Roads Minister Nitin Gadkari unveils his national electric highways dream, with pilot runs due to start shortly

Trolleybuses plying on the Delhi-Jaipur Highway and the Ring Road in Nagpur will soon be run utilising overhead cabling, with a proposal to gradually extend this to freight trucks for a marked reduction in logistics cost.

  • A significant amount of groundwork has already been completed in this regard, including a presentation by the Tata group
  • The Ministry of Road Transport & Highways is looking at implementing it in the built, operate, transfer (BOT) mode
  • Disdain for rules continues to remain the primary cause behind the high incidents of fatalities in road accidents

If Nitin Jairam Gadkari, India’s Minister for Road Transport & Highways has his way, the country’s national highways will be turning electric in the near future.

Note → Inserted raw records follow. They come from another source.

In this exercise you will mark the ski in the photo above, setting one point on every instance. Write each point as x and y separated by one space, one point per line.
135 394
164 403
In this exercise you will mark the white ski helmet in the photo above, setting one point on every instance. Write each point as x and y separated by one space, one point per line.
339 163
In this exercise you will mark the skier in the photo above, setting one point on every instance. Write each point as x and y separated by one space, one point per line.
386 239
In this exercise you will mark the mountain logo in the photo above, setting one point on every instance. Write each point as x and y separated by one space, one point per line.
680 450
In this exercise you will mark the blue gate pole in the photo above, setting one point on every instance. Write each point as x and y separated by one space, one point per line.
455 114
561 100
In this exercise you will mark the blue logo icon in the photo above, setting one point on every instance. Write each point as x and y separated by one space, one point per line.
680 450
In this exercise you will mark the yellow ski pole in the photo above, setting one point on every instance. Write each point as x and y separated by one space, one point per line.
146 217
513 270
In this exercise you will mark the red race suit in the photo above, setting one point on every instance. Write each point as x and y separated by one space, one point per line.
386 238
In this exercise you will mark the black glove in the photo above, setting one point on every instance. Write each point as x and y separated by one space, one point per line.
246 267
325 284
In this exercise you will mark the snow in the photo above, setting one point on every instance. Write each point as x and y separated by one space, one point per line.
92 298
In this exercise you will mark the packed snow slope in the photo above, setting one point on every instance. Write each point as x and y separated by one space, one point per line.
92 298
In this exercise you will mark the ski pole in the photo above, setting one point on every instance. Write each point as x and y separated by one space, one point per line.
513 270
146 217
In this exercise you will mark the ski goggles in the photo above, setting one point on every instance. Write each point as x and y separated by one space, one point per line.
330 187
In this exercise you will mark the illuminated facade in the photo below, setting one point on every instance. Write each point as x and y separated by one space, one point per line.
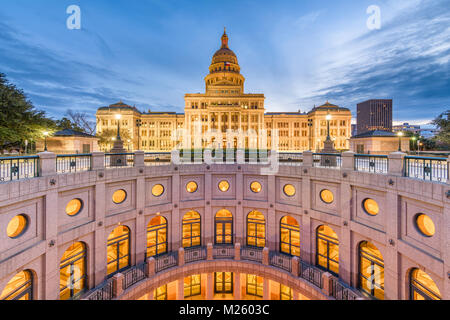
225 106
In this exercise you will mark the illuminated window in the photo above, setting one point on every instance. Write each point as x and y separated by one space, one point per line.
223 282
17 226
118 250
191 229
119 196
20 287
191 187
423 287
224 186
256 229
192 286
289 190
157 236
371 270
327 251
254 286
371 207
286 293
160 293
74 207
425 225
157 190
223 227
72 272
290 236
256 187
327 196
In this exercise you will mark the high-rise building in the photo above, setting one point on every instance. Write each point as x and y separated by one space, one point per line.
374 114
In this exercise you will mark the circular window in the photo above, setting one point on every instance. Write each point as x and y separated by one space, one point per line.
119 196
256 187
371 207
17 226
224 186
157 190
74 207
425 225
327 196
289 190
191 187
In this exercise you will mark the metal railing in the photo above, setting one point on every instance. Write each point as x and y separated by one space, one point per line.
194 254
102 292
251 254
424 168
371 163
157 158
327 160
311 274
73 163
133 275
281 261
166 261
16 168
342 292
223 252
114 160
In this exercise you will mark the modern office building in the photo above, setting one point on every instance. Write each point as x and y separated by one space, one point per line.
375 114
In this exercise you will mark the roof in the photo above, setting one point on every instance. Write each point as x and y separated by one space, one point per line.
72 133
375 134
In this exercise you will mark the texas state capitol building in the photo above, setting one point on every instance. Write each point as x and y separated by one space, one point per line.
225 106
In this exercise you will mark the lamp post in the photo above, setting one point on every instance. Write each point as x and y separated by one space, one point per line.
45 141
400 135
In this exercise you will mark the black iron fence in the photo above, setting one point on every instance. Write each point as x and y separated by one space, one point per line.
430 169
371 163
223 252
194 254
16 168
73 163
114 160
280 260
311 274
251 254
133 275
327 160
166 261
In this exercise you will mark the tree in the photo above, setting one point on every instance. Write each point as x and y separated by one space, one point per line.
19 120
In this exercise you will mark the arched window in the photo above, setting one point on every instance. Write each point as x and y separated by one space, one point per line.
223 227
327 251
290 236
20 287
191 229
157 237
118 250
256 229
72 272
371 270
423 287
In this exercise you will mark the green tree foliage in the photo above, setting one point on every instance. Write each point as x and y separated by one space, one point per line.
19 120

Speaking at Business Today’s India @ 100: Achieving Global leadership Gadkari – widely regarded as one of the best performers in Prime Minister Narendra Modi’s cabinet – said work had already started in this regard.

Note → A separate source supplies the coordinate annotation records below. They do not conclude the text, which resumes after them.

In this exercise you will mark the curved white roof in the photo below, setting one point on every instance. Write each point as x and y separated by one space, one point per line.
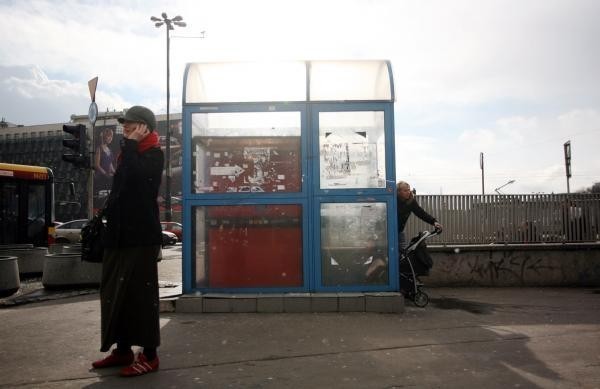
238 82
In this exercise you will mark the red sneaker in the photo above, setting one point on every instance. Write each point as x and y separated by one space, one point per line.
114 359
140 366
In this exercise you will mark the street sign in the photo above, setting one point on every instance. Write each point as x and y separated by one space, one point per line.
93 113
92 84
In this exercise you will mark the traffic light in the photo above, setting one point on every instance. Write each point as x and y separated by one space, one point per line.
78 143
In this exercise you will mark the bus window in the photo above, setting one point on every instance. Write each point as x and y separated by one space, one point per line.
26 204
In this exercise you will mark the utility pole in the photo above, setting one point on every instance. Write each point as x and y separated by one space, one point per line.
567 149
482 175
169 25
92 116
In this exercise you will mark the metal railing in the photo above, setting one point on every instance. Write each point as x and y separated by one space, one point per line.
508 219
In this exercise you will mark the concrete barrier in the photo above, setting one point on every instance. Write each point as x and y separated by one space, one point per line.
67 271
515 265
31 259
9 276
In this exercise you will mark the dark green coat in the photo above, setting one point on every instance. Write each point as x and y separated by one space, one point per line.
129 285
132 209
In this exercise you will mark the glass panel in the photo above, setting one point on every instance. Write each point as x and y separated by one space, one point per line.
246 152
352 150
349 80
36 216
245 82
9 210
242 246
354 244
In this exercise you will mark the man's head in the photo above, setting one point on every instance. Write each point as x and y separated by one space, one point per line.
139 114
403 190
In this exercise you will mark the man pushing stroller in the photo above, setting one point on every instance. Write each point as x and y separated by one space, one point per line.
407 204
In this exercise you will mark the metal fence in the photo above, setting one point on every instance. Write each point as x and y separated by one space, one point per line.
485 219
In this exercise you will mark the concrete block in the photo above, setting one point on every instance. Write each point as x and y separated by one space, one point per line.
216 304
189 304
166 305
10 281
67 270
31 259
324 302
384 302
243 304
351 302
296 302
269 303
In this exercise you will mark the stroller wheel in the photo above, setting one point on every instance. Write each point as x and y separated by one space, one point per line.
421 299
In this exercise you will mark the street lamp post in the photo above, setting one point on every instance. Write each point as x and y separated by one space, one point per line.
502 186
169 23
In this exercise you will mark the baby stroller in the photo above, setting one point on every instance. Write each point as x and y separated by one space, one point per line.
415 261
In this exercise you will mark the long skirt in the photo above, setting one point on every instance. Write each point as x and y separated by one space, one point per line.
129 297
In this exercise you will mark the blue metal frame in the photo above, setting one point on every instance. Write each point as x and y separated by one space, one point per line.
191 200
310 198
354 195
391 236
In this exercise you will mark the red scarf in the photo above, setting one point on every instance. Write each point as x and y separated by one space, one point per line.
149 142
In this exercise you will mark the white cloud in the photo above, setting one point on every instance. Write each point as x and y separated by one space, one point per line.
512 79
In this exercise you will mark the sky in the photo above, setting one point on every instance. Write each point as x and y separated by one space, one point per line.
512 79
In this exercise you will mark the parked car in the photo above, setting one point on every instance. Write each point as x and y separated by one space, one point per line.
69 232
173 227
169 238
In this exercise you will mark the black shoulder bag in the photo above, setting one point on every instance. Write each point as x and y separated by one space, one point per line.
92 235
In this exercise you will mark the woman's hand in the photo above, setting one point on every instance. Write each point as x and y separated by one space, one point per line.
140 132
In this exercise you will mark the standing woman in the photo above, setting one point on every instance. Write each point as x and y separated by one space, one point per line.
129 285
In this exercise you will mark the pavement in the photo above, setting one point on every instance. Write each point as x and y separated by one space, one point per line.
465 338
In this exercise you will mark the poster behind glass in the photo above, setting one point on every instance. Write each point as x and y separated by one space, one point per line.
246 152
107 139
352 149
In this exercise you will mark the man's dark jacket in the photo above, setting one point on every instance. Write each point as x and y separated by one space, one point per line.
405 208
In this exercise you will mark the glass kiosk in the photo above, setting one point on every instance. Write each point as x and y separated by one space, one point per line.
288 177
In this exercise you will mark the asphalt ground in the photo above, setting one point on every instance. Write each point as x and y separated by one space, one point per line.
465 338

We have just completed a significant amount of work, including a presentation by the Tata group. We propose to install [overhead] electric cables like the ones on a railway line on the Delhi-Jaipur Highway and the Ring Road in Nagpur,” he said in response to a question on road safety from Siddharth Zarabi, Managing Editor, Business Today Television.

Trolleybuses plying between Delhi and Jaipur would be run utilising the cabling and return to Delhi after going around the ring road in Jaipur, he said elaborating.

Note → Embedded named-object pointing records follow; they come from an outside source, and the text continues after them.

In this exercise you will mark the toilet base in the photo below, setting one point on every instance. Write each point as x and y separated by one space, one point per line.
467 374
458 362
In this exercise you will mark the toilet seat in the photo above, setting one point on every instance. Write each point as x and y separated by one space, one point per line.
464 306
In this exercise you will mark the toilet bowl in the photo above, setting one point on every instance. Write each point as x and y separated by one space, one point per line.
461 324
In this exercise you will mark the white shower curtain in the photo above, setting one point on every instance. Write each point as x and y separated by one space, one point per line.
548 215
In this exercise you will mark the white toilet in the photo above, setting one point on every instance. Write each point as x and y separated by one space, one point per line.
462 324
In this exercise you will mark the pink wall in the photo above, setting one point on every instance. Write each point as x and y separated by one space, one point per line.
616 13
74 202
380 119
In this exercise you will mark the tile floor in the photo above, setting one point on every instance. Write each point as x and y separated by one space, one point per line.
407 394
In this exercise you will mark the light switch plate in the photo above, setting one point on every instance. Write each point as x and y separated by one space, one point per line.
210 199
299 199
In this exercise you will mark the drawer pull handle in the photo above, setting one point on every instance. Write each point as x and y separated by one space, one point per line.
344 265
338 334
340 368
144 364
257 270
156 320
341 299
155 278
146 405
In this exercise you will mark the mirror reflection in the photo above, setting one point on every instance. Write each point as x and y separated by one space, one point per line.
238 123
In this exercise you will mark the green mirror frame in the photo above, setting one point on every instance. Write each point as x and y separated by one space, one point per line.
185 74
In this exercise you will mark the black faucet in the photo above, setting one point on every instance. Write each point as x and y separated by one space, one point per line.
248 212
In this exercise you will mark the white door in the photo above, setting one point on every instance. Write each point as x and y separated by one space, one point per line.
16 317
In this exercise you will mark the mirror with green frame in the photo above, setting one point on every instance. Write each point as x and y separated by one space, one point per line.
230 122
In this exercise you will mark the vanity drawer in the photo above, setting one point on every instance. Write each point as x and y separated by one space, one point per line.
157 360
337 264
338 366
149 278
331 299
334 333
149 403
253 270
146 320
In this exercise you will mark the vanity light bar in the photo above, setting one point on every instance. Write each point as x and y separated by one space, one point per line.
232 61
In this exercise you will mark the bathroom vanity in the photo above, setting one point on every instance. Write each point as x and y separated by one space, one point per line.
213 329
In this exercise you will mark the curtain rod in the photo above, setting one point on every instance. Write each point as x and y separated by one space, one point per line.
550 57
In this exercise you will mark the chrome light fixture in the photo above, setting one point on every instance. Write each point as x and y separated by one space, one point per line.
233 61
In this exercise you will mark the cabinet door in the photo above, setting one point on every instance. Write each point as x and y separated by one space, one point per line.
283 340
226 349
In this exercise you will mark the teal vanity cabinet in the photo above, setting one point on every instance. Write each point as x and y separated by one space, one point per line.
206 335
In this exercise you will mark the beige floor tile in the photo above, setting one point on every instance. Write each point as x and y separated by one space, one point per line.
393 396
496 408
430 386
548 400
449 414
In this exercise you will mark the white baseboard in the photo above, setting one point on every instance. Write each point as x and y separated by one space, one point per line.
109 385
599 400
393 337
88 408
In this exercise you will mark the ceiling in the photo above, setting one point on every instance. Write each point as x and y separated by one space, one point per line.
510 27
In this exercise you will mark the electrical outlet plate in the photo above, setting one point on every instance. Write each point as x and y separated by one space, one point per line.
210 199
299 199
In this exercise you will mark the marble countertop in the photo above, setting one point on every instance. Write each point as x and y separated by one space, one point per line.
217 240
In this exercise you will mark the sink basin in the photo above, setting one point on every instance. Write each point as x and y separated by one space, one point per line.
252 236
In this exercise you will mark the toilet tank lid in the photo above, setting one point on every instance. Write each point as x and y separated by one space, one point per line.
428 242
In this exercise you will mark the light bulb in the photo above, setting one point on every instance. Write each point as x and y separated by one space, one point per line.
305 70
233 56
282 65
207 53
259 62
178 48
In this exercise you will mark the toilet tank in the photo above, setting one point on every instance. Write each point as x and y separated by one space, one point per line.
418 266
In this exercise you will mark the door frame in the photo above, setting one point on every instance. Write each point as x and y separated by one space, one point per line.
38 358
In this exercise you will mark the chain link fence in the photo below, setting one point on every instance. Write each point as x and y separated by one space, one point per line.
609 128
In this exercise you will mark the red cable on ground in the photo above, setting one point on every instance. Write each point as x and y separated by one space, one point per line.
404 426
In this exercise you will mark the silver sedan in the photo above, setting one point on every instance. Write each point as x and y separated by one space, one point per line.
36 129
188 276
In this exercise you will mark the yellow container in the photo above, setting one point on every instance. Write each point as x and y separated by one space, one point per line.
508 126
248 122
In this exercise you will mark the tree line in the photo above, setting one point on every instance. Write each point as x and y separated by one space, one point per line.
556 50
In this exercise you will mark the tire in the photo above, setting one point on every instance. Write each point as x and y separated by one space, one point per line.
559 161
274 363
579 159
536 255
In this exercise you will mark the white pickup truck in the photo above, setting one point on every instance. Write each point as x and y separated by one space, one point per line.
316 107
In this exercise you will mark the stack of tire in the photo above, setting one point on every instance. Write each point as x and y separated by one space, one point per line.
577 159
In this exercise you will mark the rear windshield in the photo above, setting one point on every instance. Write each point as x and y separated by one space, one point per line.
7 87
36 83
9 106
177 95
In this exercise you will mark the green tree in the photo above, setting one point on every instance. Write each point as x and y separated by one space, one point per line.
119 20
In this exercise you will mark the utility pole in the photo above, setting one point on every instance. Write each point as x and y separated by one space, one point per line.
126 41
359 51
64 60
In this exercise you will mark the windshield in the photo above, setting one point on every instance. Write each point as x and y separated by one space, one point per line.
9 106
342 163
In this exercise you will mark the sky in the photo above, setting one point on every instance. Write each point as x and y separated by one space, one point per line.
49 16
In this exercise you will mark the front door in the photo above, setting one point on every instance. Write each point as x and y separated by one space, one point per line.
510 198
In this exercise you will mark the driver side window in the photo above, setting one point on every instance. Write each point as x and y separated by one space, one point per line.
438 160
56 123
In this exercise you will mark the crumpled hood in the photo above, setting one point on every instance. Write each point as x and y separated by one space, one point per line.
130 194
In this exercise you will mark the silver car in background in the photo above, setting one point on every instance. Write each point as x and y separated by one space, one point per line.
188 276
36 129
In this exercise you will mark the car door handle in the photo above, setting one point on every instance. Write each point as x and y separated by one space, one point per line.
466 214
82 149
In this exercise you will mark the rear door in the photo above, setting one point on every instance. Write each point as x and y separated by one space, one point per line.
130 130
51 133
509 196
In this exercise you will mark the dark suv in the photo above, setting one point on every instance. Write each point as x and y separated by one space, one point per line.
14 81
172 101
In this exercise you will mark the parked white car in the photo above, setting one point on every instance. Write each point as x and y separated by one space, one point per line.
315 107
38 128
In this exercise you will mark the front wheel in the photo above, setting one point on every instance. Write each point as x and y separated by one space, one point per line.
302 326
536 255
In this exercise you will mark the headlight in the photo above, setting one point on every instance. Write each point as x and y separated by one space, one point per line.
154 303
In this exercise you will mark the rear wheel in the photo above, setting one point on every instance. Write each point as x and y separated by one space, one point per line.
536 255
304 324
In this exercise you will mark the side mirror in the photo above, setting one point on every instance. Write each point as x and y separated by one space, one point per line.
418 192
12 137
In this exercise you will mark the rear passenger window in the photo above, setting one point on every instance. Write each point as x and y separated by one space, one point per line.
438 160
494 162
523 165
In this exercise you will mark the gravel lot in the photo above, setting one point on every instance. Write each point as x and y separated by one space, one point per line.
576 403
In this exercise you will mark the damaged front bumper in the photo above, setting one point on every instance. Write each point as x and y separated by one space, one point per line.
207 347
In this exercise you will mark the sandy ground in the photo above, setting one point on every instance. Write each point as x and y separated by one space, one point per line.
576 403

Roads Minister Nitin Gadkari unveils his national electric highways dream, with pilot runs due to start shortly

Since it is the first project of its kind, we are examining the possibility of doing this in the built, operate, transfer (BOT) model.”

Gadkari said his ministry was also looking at extending the initiative to freight trucks in a bid to greatly reduce logistics costs in India, which are among the highest in the world.

“Presently, our logistics cost is 14-16 per cent. In China it is 9-10 per cent and in most European countries 12 per cent. I am confident of [reducing] it to a single digit to 9 per cent by the end of 2024.”

Gadkari said this would help greatly boost the economy by making the country’s export market competitive.

Disdain for rules main cause of road accidents

Expressing his concern at the high incidence of road accidents in the country, the minister cited disregard for traffic rules as the main cause behind them.

“For the last nine years, we have been trying our level best [to improve things] but this has not turned out to be a success story. We have 5 lakh [road] accidents every year and 1.5 lakh deaths, out of which 60 per cent of the deceased are in the 18-34 age group,” informed Gadkari.

He said that the government was already working in key areas such as road and automobile engineering to improve things. The star-rating of automobiles had been initiated while Rs 40,000 crore had been budgeted for removing the blackspots in road engineering.